There was nothing miraculous about his last year. It most certainly did not illustrate the healing power of prayer or positive thinking. He tried to visualize the AIDS virus as dark light that could be pushed out through his pores by white healing energy. It didn't work.

He did not live "far longer than anyone expected." Indeed, he died faster than anyone predicted.

And after he died, his other friends and I pledged to do whatever we could to keep his memory alive. We created a scholarship fund at college in his name; we promised to keep in touch, in tribute to him. But as time passed, I've stopped responding to the notes from the school about the Stuart Garcia Fund. There are no reunions of Stuart's friends, and I really couldn't tell you where most of them are.

The one thing about Stuart that persists in my life is his table. It's a modern drop-leaf table of blond pine, with legs that fold so that it can be either a half-table, a full table, or, with both leaves down, a thin one-foot-wide expanse. It's undistinguished, saying less "family heirloom" than "Ikea special." But Stuart's mom, when she was cleaning out his apartment, needed to get rid of some of his things and asked if I wanted it, and I said yes, not out of sentimentality but because I needed a table.

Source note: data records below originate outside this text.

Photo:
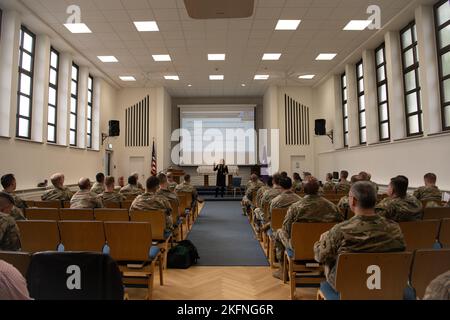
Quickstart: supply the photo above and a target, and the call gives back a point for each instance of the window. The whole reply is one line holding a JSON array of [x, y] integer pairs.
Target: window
[[442, 14], [414, 120], [361, 103], [53, 96], [345, 107], [25, 88], [74, 105], [89, 117], [382, 93]]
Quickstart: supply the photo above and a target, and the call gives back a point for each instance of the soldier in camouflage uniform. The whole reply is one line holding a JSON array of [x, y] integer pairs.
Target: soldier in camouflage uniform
[[366, 232], [151, 201], [430, 192], [400, 206], [9, 232], [59, 191], [439, 288], [85, 199], [99, 185], [109, 195]]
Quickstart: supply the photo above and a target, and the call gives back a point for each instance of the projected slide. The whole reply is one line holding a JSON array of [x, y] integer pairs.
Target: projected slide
[[211, 133]]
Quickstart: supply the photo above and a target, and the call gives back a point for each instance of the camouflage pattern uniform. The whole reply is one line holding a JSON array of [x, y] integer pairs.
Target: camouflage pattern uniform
[[61, 194], [9, 233], [400, 209], [151, 202], [84, 199], [439, 288], [359, 234]]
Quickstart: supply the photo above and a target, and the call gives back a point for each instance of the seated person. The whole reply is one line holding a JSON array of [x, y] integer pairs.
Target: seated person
[[400, 206], [366, 232], [99, 185], [311, 209], [109, 195], [9, 232], [85, 199], [430, 192], [59, 191], [151, 201]]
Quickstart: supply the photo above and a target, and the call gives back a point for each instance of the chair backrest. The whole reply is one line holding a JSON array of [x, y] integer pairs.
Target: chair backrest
[[436, 213], [420, 234], [304, 236], [111, 215], [427, 266], [20, 260], [372, 276], [42, 214], [156, 218], [36, 236], [129, 241], [77, 214], [82, 235]]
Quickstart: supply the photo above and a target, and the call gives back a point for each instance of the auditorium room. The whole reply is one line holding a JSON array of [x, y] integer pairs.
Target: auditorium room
[[211, 150]]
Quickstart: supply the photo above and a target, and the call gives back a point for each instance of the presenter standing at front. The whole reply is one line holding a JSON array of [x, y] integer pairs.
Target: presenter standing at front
[[222, 171]]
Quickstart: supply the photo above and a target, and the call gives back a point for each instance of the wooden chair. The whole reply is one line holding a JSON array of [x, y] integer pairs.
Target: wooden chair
[[131, 242], [36, 236], [77, 214], [420, 234], [106, 214], [427, 266], [353, 272], [82, 235], [300, 260], [20, 260], [42, 214]]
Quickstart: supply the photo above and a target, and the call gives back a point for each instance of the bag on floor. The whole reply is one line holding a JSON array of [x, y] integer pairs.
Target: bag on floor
[[182, 256]]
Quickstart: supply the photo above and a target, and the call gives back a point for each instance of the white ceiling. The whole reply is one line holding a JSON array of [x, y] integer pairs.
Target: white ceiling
[[188, 41]]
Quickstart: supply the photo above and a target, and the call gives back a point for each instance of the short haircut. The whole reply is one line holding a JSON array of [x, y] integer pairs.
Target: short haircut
[[400, 185], [152, 183], [7, 180], [365, 193]]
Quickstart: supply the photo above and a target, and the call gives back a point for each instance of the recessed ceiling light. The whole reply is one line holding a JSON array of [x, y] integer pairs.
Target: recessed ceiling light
[[271, 56], [216, 77], [216, 57], [108, 59], [78, 28], [326, 56], [287, 24], [146, 26], [161, 57], [357, 25]]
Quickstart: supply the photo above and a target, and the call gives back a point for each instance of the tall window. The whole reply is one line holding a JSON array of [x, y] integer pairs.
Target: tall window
[[345, 107], [89, 117], [53, 96], [361, 103], [442, 13], [25, 89], [382, 91], [414, 120], [74, 105]]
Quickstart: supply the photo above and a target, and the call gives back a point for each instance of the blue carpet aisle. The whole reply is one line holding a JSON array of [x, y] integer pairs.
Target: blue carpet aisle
[[224, 237]]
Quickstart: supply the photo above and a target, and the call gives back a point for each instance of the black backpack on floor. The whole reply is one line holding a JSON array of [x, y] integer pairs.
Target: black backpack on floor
[[182, 256]]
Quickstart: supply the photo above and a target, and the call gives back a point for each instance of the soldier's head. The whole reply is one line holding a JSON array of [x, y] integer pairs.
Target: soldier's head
[[312, 187], [398, 187], [84, 184], [152, 184], [430, 179], [9, 182], [6, 202], [362, 196]]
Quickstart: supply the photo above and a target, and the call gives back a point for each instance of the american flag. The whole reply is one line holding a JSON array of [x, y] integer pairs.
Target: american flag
[[154, 169]]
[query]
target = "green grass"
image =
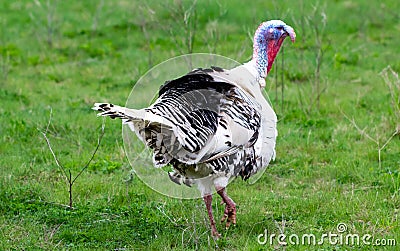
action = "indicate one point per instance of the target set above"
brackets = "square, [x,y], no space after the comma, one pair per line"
[326,171]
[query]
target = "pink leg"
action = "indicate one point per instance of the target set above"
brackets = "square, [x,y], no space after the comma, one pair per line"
[208,201]
[230,207]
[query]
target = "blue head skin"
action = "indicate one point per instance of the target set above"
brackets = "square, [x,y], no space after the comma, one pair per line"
[267,42]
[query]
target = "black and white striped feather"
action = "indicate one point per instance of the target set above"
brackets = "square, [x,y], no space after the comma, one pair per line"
[208,122]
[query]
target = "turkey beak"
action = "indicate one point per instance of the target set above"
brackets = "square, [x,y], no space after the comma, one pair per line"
[290,32]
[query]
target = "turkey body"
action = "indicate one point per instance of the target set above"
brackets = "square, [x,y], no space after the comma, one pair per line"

After I got married, we put it in the sunroom, where we ate breakfast. Sometimes, we'd dress it up with a tablecloth and a vase full of flowers. It seemed elegant enough. "When the guests come," I'd say, "we can have brunch at Stuart's table."

When my son was born, the mohel--an old man with an accent, dark fedora, and mysterious black bag--came to our house for the bris. We needed a spot with plenty of light, so we opened up both leaves of the table in the sunroom. The mohel set his bag, surgical utensils, and prayer book on Stuart's table. He lay down our new life on this table, performed the ancient circumcision ritual, and quickly dabbed my son's lips with wine to stop him from crying.

As they grew, my sons Joe and Gordon would set up their dollhouse on Stuart's table, this time with the two main leaves folded down. Miniature wooden tables, tiny aluminum foil bowls and candelabras, hungry plastic dinosaurs--they all sat together atop Stuart's table.

My wife, Amy, never met Stuart, so all she knows of him is the table. Only recently did we become conscious of the fact that 14 years after his death, we still call it "Stuart's table."

At first I thought, how pathetic that this is what has endured. What became of my plans for memory books and meaningful scholarships and reunions?

Now I feel very blessed to have that table. No, Stuart didn't really get a chance to make his mark, and his potential will never be carved into a monument.

But when I see the table, and when I speak of it, a fleeting vision of that sweet young man--that gentle do-gooder--reappears in my mind. In some faiths and cultures, people believe that human spirits inhabit trees or objects. It's hard for me to look at it quite that way, but clearly a table can work as a co-conspirator--with the mind and the spirit--to call forth memories of a wonderful soul. So, thank you, Mrs. Garcia, for allowing me to take Stuart's table.